作者:天天想天天
纸上得来终觉浅,她待在峡谷底下五百年,只能从书本里了解外面的世界,但书中很少提到,一只五百岁的妖兽到了陌生的地方也会迷路。
毕竟人间不管是人还是妖,都会在人生前几十年的社会生活中积攒一些重要的生活技能,而这些生活技能,却不是常年待在谷底的阿七能获得的,比如说辨识方向。
周围全是关注自己的行人,自己的肚子又饿得咕咕直叫,阿七思来想去,决定在眼前这座小城内歇歇脚,次日整理一下再启程去茯苓宗。
做下决定,阿七便挺直了背脊,往小镇的大门走去。
城门外排着不长不短的队伍,当下正值春日时分,天气冷暖适中,城门外鸟语花香,队伍里的人都放松惬意,耐心地接受检查后逐个通过城门。
阿七不慌不忙,翻手便从袖中掏出一张刻满字的竹牒。
多年前她在世情小说中看到主角出入城门需要查验身份时,就意识到自己要出谷闯荡江湖,必须将这些人类社会能用到的东西准备好。
阿七五行属火,行事也风风火火的,当下就找了树婆婆给自己打造了一个完美的身份。
排队入镇的队伍行进得很快,快到阿七时,她探头观察了一下守镇的卫兵是如何检查的。
身形壮硕,手握银枪的卫兵面对进城的百姓时,都只稍稍确认一下竹牒就将人放行。
阿七看在眼里,也依葫芦画瓢,学着百姓的动作,恭敬地用双手将自己的竹牒递给卫兵。
卫兵并没有像对待其他人那样,快速将阿七放行,他只瞥了一眼竹牒后就立即开口:“等一下,这位姑娘。

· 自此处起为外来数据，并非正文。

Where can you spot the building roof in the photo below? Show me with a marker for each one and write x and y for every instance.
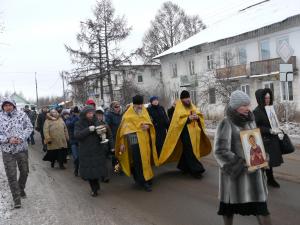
(245, 20)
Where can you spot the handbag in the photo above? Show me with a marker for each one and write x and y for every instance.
(286, 146)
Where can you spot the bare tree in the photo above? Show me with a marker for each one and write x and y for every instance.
(218, 81)
(170, 26)
(98, 41)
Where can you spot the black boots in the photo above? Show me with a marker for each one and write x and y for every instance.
(270, 178)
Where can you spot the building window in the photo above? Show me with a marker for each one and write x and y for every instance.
(246, 88)
(242, 56)
(212, 95)
(174, 69)
(227, 58)
(269, 85)
(191, 67)
(290, 90)
(281, 40)
(265, 49)
(210, 62)
(140, 78)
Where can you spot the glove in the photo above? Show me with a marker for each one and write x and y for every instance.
(92, 128)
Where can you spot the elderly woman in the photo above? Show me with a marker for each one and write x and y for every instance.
(56, 138)
(91, 149)
(270, 137)
(241, 192)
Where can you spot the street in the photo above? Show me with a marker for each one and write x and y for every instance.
(57, 197)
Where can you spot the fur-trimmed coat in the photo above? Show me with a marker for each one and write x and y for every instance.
(237, 185)
(271, 142)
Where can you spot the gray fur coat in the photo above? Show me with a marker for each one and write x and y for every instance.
(237, 185)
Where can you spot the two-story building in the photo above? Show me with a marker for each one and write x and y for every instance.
(139, 77)
(242, 52)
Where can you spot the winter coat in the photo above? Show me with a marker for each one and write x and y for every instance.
(40, 122)
(91, 152)
(237, 185)
(113, 120)
(271, 142)
(161, 124)
(70, 123)
(110, 145)
(56, 133)
(14, 124)
(32, 116)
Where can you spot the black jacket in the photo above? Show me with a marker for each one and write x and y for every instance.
(271, 142)
(91, 151)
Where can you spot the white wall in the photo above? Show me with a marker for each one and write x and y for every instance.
(253, 54)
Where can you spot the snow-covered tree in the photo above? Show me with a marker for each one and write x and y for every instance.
(170, 26)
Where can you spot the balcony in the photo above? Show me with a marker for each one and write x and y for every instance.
(269, 66)
(231, 71)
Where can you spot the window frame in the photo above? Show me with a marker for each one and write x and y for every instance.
(245, 85)
(239, 55)
(282, 91)
(138, 76)
(260, 49)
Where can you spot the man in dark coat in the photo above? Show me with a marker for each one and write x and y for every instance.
(270, 137)
(160, 121)
(109, 146)
(91, 151)
(70, 123)
(32, 116)
(113, 119)
(40, 125)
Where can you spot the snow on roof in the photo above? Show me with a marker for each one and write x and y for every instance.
(243, 21)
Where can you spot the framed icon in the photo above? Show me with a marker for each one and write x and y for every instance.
(253, 147)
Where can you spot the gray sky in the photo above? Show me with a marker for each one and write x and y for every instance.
(36, 30)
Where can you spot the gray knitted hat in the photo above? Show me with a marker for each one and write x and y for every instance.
(238, 99)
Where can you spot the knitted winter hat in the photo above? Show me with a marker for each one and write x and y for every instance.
(153, 98)
(238, 99)
(184, 94)
(138, 100)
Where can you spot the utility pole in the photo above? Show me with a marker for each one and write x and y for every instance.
(63, 80)
(36, 91)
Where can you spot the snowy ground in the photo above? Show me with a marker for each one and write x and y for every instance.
(293, 128)
(5, 197)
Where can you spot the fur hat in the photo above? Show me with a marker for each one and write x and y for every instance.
(153, 98)
(138, 100)
(184, 94)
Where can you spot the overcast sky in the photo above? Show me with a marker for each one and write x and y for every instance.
(36, 31)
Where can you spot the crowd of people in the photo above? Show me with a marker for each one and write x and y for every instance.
(137, 138)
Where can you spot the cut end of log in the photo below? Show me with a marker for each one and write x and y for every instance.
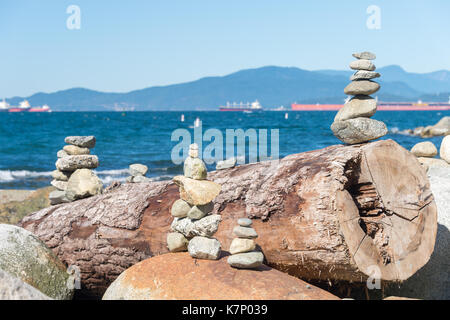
(387, 213)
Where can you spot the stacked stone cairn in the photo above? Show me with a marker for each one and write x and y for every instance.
(137, 173)
(352, 124)
(73, 176)
(242, 248)
(193, 226)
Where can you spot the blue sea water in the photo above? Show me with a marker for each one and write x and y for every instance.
(29, 141)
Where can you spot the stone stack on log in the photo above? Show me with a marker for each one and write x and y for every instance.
(352, 124)
(73, 176)
(137, 173)
(242, 248)
(193, 225)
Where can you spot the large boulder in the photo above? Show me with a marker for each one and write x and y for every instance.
(26, 257)
(12, 288)
(178, 276)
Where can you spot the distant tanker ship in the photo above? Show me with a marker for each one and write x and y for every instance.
(383, 106)
(24, 106)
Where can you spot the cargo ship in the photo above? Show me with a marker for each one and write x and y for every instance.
(245, 107)
(24, 106)
(383, 106)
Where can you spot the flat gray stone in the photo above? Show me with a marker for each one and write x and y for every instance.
(362, 64)
(245, 232)
(81, 141)
(358, 106)
(358, 130)
(362, 87)
(248, 260)
(204, 248)
(365, 55)
(205, 227)
(364, 75)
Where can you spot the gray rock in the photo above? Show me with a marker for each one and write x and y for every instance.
(138, 169)
(245, 232)
(248, 260)
(12, 288)
(364, 75)
(27, 258)
(205, 227)
(225, 164)
(195, 168)
(239, 245)
(75, 151)
(358, 130)
(362, 64)
(83, 183)
(180, 208)
(362, 87)
(72, 163)
(61, 175)
(198, 212)
(245, 222)
(62, 154)
(176, 242)
(57, 197)
(204, 248)
(359, 106)
(81, 141)
(365, 55)
(60, 185)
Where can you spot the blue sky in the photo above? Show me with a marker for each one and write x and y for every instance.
(127, 45)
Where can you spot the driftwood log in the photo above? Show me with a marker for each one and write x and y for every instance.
(339, 213)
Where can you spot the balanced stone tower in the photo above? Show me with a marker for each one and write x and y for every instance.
(73, 176)
(352, 123)
(242, 248)
(194, 225)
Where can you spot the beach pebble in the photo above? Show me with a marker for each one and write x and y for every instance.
(239, 245)
(75, 151)
(195, 168)
(176, 242)
(358, 130)
(60, 185)
(198, 212)
(180, 208)
(424, 149)
(362, 87)
(138, 169)
(365, 55)
(204, 248)
(197, 192)
(248, 260)
(81, 141)
(245, 222)
(245, 232)
(61, 175)
(205, 227)
(364, 75)
(72, 163)
(445, 149)
(362, 64)
(359, 106)
(225, 164)
(83, 183)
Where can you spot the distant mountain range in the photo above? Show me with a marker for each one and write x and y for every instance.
(272, 86)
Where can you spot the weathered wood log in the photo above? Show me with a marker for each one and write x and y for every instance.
(341, 213)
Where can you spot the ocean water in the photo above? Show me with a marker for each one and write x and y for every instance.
(29, 141)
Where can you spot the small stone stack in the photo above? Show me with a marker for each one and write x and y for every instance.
(74, 178)
(194, 225)
(137, 173)
(242, 248)
(352, 123)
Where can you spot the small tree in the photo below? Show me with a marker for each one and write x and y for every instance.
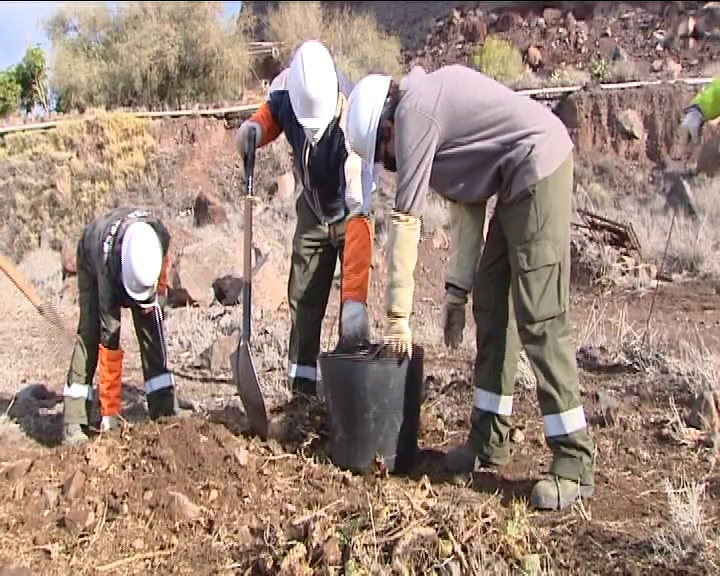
(9, 92)
(31, 76)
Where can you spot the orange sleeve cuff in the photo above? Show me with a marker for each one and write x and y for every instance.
(110, 380)
(357, 259)
(162, 281)
(270, 130)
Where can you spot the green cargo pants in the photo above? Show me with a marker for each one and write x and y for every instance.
(79, 393)
(520, 300)
(316, 248)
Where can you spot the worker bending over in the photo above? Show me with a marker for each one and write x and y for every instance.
(121, 263)
(470, 137)
(308, 104)
(704, 107)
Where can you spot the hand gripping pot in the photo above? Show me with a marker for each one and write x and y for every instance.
(373, 406)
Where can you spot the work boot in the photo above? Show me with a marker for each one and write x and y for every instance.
(556, 493)
(109, 423)
(464, 459)
(74, 435)
(74, 421)
(162, 403)
(303, 387)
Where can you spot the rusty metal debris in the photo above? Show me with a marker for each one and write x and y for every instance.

”
阿七心头一紧,难道这竹牒做的有问题?她可是守着树婆婆按照书中的描述一板一眼制作的呀。
“你来自,肃国玄雍城?”卫兵皱着眉头,“可是,玄雍城不是三年前被晋国攻打,最终肃国军队守城失败,把玄雍城割给晋国了吗?这都三年了,你为什么还没有换竹牒?”
听见这边出了问题,另外几个负责把守的卫兵也围了过来,开始冷眼审视这个手拿利剑的小姑娘。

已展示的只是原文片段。